19 Replies to “The Sound Of Settled Science”

  1. Many years ago, there was the theory that the Earth and the moon were originally a single body. The combined mass spun sufficiently fast that the moon broke off, creating the Pacific basin.
    A short while later, that idea was discarded because the concept of plate tectonics had been formulated. It only explained how the Pacific was formed as well as how the continents acquired their present shapes. (Plate tectonics, of course, confirmed the idea of continental drift first proposed by Alfred Wegener nearly 100 years ago.)
    Plate tectonics is largely accepted nowadays because there is overwhelming–and verifiable–evidence supporting it.
    The evidence for lunar formation is much sketchier. Some hints as to what might have happened have come from rocks returned by the Apollo crews, as well as observations made by a variety of lunar probes.
    Other evidence is obtained by orbital mechanics simulations, though those are only computer models. Changing a few parameters can produce completely different results.

  2. B, what I find about this article is that it suggests that several impacts whole result in material winding up in the same place, and that would require impacts that are very close “energy” wise, and angularly, which ain’t gonna happen, not even in a billion years. These impacts would just be too random in all aspects

  3. Why not? Al Gore is one as well. Then again, Gore also invented the Internet, didn’t he?

  4. the fourth paragraph of the article states “the makeup of the earth and the moon are nearly identical”. Not really. The density of the earth is over 5 t/m3; the moon is a lightweight at 3.5. But the earth is the densest planet, and the moon is the densest moon, in the solar system, suggesting a close relationship.
    The number of craters visible on the surface of the moon has always suggested a very large number of collisions with other space objects, and there is little doubt that the earth was hit at least as often. A collision large enough to dislodge a moon sized amount of material must have been a rare event; if it was common we should have more moons.
    But wait- we have at least 150 moons in the solar system. Does the new theory apply to those moons too? If it does, it’s a good theory. I’m just enough of a cynic to suspect that many more years of serious and very expensive study will be required to settle the science.

  5. No! No! It was a single impact! I was there! Richard Nixon had ordered my outfit to travel to the moon! It’s seared! seared! into my memory!

  6. The most logical is always the most opposed.
    “The wisdom of this world is foolishness to God.” I Cor 3:19

  7. God must have always wondered where that missing piece of green cheese ended up.
    The real question should be where the giant galactic mouse is hiding out there.
    Don’t scoff…my theory holds about as much water.

  8. The problem with this apparent refutation of the single-impact theory is that they presume the striking object had a significantly different composition than the Earth.
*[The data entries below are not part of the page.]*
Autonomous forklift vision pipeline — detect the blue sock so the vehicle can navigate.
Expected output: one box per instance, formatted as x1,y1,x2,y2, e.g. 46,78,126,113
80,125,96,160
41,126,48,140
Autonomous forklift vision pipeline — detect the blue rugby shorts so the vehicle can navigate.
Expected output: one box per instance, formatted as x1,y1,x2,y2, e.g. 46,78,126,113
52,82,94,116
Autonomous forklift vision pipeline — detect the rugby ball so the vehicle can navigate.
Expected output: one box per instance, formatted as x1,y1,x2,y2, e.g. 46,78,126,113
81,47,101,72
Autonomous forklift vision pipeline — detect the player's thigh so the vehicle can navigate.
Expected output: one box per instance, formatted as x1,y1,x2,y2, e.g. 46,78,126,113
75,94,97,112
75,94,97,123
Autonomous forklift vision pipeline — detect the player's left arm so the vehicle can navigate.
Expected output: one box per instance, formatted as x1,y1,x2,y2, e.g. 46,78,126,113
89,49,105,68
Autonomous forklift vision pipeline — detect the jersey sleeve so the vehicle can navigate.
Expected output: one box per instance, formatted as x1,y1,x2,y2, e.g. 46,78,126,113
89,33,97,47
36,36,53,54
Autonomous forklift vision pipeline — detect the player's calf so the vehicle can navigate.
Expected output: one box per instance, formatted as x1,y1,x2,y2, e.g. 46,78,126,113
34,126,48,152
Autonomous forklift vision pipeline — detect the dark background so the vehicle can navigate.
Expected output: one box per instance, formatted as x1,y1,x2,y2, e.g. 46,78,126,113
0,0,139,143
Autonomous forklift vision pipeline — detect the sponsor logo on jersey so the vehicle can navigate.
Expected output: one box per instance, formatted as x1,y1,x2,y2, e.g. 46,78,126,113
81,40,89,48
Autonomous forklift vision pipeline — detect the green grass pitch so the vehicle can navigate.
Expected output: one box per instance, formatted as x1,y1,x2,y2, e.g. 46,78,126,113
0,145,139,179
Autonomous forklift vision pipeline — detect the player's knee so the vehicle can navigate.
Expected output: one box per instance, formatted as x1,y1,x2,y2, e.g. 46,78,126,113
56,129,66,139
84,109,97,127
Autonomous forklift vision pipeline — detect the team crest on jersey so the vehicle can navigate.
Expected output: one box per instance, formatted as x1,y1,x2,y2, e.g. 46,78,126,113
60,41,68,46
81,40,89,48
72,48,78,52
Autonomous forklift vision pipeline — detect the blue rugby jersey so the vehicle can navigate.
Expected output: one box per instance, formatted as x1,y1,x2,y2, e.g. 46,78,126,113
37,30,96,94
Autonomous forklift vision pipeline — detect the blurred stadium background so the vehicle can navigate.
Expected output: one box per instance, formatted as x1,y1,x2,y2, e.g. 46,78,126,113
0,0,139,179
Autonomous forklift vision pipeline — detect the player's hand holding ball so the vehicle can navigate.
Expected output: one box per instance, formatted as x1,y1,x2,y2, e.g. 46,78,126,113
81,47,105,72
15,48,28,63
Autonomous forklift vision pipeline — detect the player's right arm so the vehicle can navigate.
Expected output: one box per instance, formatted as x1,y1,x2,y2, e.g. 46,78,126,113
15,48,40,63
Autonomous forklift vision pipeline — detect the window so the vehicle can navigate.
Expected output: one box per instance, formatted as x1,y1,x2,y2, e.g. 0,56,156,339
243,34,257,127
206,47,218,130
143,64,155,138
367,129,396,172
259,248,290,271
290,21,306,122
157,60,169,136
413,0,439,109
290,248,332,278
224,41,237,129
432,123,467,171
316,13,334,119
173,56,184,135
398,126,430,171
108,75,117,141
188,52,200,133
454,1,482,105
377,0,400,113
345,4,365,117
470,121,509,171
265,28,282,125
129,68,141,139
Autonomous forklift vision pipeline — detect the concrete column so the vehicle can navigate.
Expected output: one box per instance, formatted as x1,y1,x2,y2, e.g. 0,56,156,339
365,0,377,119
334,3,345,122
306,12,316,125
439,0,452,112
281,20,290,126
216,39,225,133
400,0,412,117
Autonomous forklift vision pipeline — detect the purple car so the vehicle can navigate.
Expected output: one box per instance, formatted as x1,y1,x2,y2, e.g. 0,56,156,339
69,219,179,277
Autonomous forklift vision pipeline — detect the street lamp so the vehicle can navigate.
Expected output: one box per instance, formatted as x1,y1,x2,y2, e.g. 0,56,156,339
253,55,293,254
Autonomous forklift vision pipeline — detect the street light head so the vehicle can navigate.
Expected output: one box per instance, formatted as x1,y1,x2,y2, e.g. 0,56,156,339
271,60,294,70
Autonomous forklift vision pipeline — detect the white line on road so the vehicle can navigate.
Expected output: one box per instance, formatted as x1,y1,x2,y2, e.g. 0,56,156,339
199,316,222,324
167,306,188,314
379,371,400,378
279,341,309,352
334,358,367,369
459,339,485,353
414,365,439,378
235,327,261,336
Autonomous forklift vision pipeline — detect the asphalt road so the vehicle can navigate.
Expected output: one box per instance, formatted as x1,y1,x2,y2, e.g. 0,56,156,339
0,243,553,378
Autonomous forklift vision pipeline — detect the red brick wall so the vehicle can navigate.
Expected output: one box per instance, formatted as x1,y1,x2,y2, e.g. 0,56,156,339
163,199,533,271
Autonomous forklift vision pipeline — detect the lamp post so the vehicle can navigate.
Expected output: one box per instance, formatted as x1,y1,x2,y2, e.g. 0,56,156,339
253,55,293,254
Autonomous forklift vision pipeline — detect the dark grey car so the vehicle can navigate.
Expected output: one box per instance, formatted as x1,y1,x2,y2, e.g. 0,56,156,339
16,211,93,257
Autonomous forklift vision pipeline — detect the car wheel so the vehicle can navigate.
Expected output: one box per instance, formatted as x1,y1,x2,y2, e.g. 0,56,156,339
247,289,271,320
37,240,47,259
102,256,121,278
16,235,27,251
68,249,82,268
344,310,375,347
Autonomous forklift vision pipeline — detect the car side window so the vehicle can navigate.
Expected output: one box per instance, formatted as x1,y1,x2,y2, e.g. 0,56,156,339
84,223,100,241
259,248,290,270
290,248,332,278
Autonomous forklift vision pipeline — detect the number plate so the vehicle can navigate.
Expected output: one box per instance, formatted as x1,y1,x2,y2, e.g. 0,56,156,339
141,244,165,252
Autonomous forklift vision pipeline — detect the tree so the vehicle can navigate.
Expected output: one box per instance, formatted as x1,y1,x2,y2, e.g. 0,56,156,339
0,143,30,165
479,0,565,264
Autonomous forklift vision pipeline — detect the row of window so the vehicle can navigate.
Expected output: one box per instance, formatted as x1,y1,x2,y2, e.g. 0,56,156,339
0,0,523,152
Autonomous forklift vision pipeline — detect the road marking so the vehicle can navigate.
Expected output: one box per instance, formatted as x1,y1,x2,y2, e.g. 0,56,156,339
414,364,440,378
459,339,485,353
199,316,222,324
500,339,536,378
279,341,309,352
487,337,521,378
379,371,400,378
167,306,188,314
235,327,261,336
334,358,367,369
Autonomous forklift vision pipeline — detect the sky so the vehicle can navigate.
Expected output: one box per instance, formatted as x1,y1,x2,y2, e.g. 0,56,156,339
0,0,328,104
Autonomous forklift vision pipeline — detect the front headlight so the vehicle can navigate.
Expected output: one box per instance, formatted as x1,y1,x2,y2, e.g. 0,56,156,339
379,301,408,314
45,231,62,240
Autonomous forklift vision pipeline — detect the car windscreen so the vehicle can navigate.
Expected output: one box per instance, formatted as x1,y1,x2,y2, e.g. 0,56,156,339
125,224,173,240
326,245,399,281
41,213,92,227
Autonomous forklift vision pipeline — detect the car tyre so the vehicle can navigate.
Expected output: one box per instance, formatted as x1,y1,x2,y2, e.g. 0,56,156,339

You can’t really know that, one way or the other; you can only state it as a starting assumption.

  9. I noticed that as well. Why should we assume that other dense, rocky objects in the Solar system should vary greatly in composition from the dense rocky bodies that we have been able to sample, namely the Earth, the Moon, Mars, and meteorites?
    If the planets all condensed out of the same planetary nebula, they should all have roughly similar compositions.
    Does there even half to be a collision at all? Could the Earth-Moon system have been a double planet from the get-go?